I realized that in this room design, the AEC wasn’t curing the echo; it was the source of it.
Because the system was generating a delayed acoustic signal, the other microphones in the room were picking up that delay. The integrator’s solution? “Oh, just put AEC on those back mics too.”
It felt like watching a doctor break a patient’s leg just so they could bill them for a cast.
In the broadcast world, we use “Mix-Minus” (or N-1). If a signal doesn’t need to go to a destination, you don’t send it. If a signal doesn’t need processing, you bypass it. You strip the signal path down to the copper.

The “Empty Room” Test

I proposed a crazy idea to the team. I asked them to imagine the room completely empty. No Zoom call. No Microsoft Teams. Just a guy standing at a podium speaking to people in chairs.
• Is there a remote caller? No.
• Is there a far-end reference signal? No.
• Is there a need to cancel anything? No

If we simply bypassed the AEC block for the local reinforcement, the latency dropped from 50ms down to about 2ms. At 2ms, the sound from the speakers arrives at the listener’s ear almost simultaneously with the actual voice of the presenter. The “echo” vanishes.
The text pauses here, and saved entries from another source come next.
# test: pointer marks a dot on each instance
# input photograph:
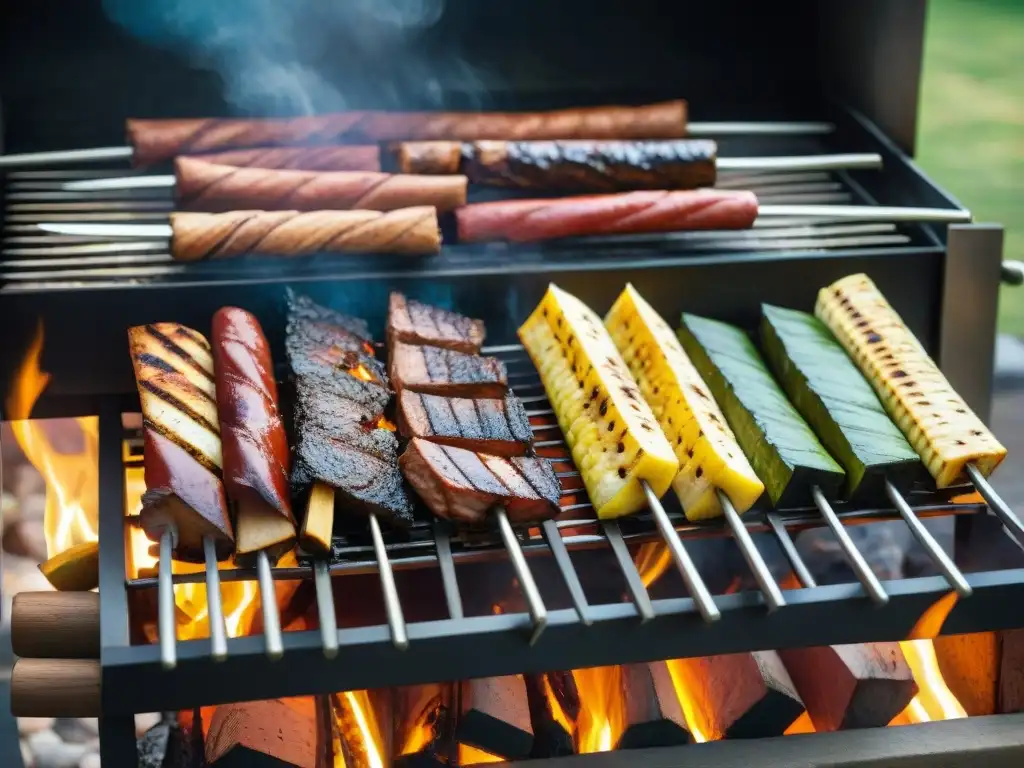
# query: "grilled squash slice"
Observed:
(709, 455)
(942, 429)
(613, 436)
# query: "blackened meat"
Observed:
(463, 485)
(413, 323)
(486, 425)
(445, 373)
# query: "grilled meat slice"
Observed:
(487, 425)
(330, 348)
(367, 482)
(183, 457)
(445, 373)
(346, 421)
(413, 323)
(462, 485)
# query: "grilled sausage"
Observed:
(182, 449)
(626, 213)
(302, 158)
(568, 166)
(208, 186)
(412, 231)
(158, 140)
(255, 448)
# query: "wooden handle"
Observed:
(55, 625)
(55, 688)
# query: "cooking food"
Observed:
(341, 444)
(944, 431)
(625, 213)
(614, 438)
(157, 140)
(780, 446)
(181, 432)
(446, 373)
(334, 351)
(485, 425)
(709, 455)
(568, 166)
(202, 185)
(412, 231)
(463, 485)
(414, 323)
(255, 446)
(358, 158)
(829, 392)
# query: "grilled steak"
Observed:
(486, 425)
(345, 421)
(463, 485)
(445, 373)
(336, 352)
(414, 323)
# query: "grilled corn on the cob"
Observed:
(936, 421)
(613, 436)
(709, 455)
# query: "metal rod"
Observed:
(769, 588)
(864, 573)
(325, 607)
(637, 590)
(535, 603)
(870, 213)
(392, 604)
(450, 581)
(790, 549)
(759, 128)
(691, 577)
(926, 540)
(62, 157)
(214, 606)
(268, 601)
(859, 161)
(564, 563)
(165, 603)
(1013, 523)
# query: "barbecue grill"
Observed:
(943, 281)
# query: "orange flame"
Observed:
(934, 699)
(72, 479)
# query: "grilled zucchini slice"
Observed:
(942, 429)
(830, 393)
(778, 442)
(709, 455)
(613, 436)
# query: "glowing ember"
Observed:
(72, 479)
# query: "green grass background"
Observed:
(971, 126)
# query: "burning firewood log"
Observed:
(738, 695)
(494, 716)
(851, 686)
(653, 714)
The system became stable not because we added more processing, but because we stopped fighting physics.

A Plea from the Control Room
I’m still learning the ropes of AV, and I know that VTC calls are complex. But I can’t help but feel that we are over-engineering our way into failure.
If you have to use an Echo Canceller to remove an echo that you created by using an Echo Canceller… maybe it’s time to just turn the Echo Canceller off.